Ruby like Python has a min method for Enumerable so you don't need to do a sort.

def c(value, t_array)
  t_array.min{|a,b|  (value-a).abs <=> (value-b).abs }
end

ar = [1, 3, 8, 10, 13]
t = 4
c(t) = 3
ScottD
A: 

Ruby. One pass-through. Handles negative numbers nicely. Perhaps not very short, but certainly pretty.

class Array
  def closest int
    diff = int-self[0]; best = self[0]
    each {|i|
      if (int-i).abs < diff.abs
        best = i; diff = int-i
      end
    }
    best
  end
end

puts [1,3,8,10,13].closest 4
nilamo
+1  A: 

Here's another Haskell answer:

import Control.Arrow
near4 = snd . minimum . map (abs . subtract 4 &&& id)
BONUS
Why waste characters with "import Control.Arrow" when you can go with standard Prelude's functions - map (\x -> (abs (x-4), x)).
Matajon
A: 

Haskell, 60 characters -

f a=head.Data.List.sortBy(compare`Data.Function.on`abs.(a-))
Matajon
+1  A: 

Kdb+, 23B:

C:{x first iasc abs x-}

Usage:

q)a:10?20
q)a
12 8 10 1 9 11 5 6 1 5

q)C[a]4
5
earl
A: 

Excel VBA - find Excel Range's Index or Value Closest to Target Value

Given an existing Excel Range, rangeOfValues:

1) find index of the closest matching value in the Range using Application.Match (note that the Match method returns a Double)

Dim iMatch as Double 
iMatch = Application.Match(valueToMatch, rangeOfValues)

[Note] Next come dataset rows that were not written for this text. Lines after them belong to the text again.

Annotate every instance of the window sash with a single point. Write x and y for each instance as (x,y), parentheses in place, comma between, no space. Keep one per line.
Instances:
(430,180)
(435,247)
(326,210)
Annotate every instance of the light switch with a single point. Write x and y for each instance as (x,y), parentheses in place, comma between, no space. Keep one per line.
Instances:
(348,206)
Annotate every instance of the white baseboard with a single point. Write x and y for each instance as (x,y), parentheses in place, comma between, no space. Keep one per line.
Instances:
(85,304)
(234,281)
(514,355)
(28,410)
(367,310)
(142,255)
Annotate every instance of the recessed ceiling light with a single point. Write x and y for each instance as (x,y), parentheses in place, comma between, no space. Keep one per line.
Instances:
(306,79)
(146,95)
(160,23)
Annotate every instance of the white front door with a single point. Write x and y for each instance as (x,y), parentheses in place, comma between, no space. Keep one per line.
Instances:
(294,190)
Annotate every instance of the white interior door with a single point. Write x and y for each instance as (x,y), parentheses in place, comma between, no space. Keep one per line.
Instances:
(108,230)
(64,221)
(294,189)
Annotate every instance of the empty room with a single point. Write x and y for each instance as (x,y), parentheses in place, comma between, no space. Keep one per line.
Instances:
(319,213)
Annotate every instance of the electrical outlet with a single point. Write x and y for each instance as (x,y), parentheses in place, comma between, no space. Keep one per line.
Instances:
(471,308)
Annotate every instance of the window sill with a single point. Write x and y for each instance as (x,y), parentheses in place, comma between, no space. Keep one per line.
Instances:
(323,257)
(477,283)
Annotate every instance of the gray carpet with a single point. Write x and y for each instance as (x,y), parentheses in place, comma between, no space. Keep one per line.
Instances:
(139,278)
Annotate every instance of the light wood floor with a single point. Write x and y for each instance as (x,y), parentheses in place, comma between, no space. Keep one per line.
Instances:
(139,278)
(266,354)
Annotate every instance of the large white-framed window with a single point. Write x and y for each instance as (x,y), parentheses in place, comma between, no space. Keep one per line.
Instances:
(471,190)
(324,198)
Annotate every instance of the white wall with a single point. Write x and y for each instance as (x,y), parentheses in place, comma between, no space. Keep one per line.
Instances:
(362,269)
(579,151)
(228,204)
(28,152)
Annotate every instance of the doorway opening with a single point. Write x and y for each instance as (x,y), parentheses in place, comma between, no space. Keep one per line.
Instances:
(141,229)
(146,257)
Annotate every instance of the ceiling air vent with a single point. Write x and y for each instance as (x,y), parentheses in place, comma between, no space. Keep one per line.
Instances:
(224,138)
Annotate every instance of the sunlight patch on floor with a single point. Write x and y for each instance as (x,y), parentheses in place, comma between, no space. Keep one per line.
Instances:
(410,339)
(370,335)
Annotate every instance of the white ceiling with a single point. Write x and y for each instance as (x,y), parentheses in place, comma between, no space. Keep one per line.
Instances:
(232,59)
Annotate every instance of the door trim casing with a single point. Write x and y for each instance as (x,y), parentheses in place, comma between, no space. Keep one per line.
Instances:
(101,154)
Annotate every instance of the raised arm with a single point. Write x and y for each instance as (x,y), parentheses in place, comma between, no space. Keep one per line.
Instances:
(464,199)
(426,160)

2) find the closest Range value to the Target Value using VLOOKUP/HLOOKUP

Dim closest as Variant
closest = VLOOKUP(valueToMatch, rangeOfValues)

If an exact match is needed:

Dim exactM as Variant
exactM = VLOOKUP(valueToMatch, rangeOfValues, False)
RichC
A: 
Ren
A: 

another PHP answer:

function closestMatch($int, $in) {
    $diffs = array();
    foreach ($in as $i)
        $diffs[abs($int - $i)] = $i;
    ksort($diffs);
    foreach ($diffs as $i) return $i;
}
kbjr